10 Terrible Movies That Were Actually Groundbreaking
3. Billy Lynn's Long Halftime Walk Was The First 120fps Feature Film
Ang Lee's 2016 drama Billy Lynn's Long Halftime Walk fell far short of its early awards buzz, receiving wildly mixed reviews for its unconvincing and mawkish drama, despite a solid central performance from Joe Alwyn.
The sticking point for many critics and viewers alike, however, also happened to be the film's big technological innovation - Lee's decision to shoot and exhibit it at 120 frames per second.
Rather than stick to the tried-and-true typical cinematic framerate of 24fps, Lee shot the movie with five times that many frames, making it the first feature film in history shot and screened at 120fps, far outpacing Peter Jackson's Hobbit films, which opted for a "mere" 48fps.
Oh, and because that wasn't enough, Lee also released it in 3D.
Yet ultimately the 120fps presentation was massively polarising, with many decrying that the overly smooth, digital look it created felt inappropriate for a drama film, in turn making it look paradoxically cheap.
All the same, it's impressive and ballsy that Lee dared to go there at all, and not one to be deterred, he also shot his next movie, sci-fi thriller Gemini Man, at 120fps.

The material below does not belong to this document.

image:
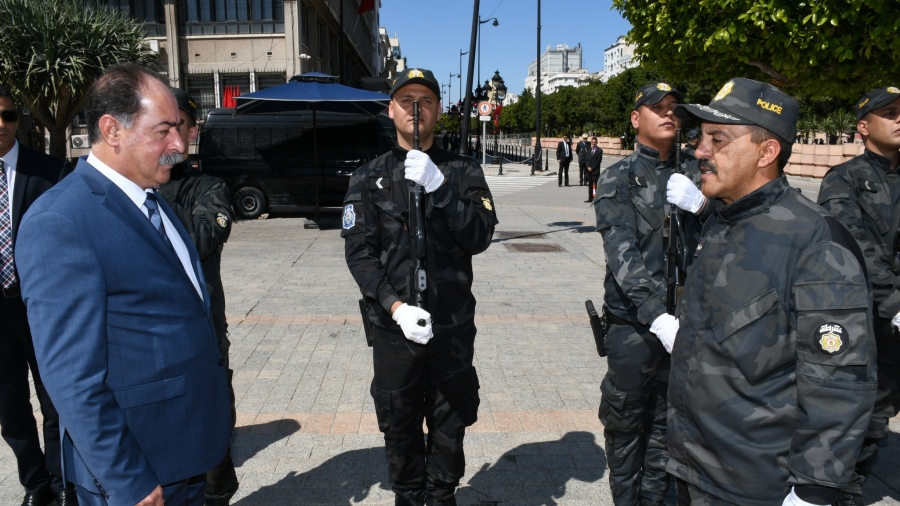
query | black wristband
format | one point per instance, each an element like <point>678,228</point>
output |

Again though, neither critics nor general audiences were particularly enamoured with this boundary-breaking tech leap.
Viewers en masse are so used to 24fps as "the cinematic frame-rate" that any deviation becomes tough for them to parse.
In pure filmmaking terms 120fps provides greater image data and clarity, even if that's evidently not what most audiences are actually craving.